Is my Mac still safe? 1
Last night I got an email from an acquaintance saying Mac owners should no longer feel safe. It’s not a virus, but a different kind of malicious software called a trojan. Unlike a virus, is doesn’t self-replicate, but relies on a user to do something stupid, like click on something they shouldn’t on the internet. As I understand it, this then allows the bad guys to access your computer.
The sender of the email was an Israeli security expert called Gadi Evron (who I once interviewed at a Hacker’s convention in Berlin for Danish radio).
Here’s what he said:
For whoever didn’t hear, there is a Macintosh trojan in-the-wild being dropped, infecting mac users. Yes, it is being done by a regular online gang–itw–it is not yet another proof of concept. The same gang infects Windows machines as well, just that now they also target macs.
This means one thing: Apple’s day has finally come and Apple users are going to get hit hard.

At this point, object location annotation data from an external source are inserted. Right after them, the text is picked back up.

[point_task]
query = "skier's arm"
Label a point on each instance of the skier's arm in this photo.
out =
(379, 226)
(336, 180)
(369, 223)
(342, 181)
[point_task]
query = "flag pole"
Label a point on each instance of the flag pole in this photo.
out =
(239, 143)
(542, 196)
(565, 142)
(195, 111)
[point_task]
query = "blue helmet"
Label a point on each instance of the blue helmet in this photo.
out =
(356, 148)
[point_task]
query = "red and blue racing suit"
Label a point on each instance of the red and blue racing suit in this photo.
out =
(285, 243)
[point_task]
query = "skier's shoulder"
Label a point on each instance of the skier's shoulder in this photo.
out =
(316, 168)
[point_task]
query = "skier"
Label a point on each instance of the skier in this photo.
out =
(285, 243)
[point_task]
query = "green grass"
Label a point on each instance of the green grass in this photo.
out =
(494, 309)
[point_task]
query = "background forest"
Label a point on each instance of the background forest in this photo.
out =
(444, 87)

All those unpatched vulnerabilities from years past are going to bite them in the behind.
Gadi links to a post by Alex Eckelberry on Sunbelt Blog who seems somewhat satisfied that Mac users are now getting a taste of what it’s like for PC users to be under attack. Schadenfreude? Yeah, I think so. But Eckelberry provides a helpful description and a screenshot of the trojan. He says this is something really common on porn videos, and that people get reeled in when something comes up telling them a “reputable video” will only play if a piece of software is downloaded.
Like so:
Quicktime Player is unable to play movie file.
Please click here to download new version of codec.
I’m sure Slashdot must be bustling with comments on this, but before I could even look it up, I got an email from my cousin Christian, quoting Bojan Zdrnja at the SANS Internet Storm Center:
As I said, although the Trojan is really simple, it could have done much worst things (once the installer script has root privileges, it is game over anyway). This malware shows that we must not ignore Mac machines and that Mac users should not think they are invulnerable just by using a Mac and that they can click on absolutely everything.
Be careful out there.
This isn’t a Mac vulnerability, it’s a social-engineering trick, no different than calling someone and pretending to be from the IT department in order to convince them to give you their password.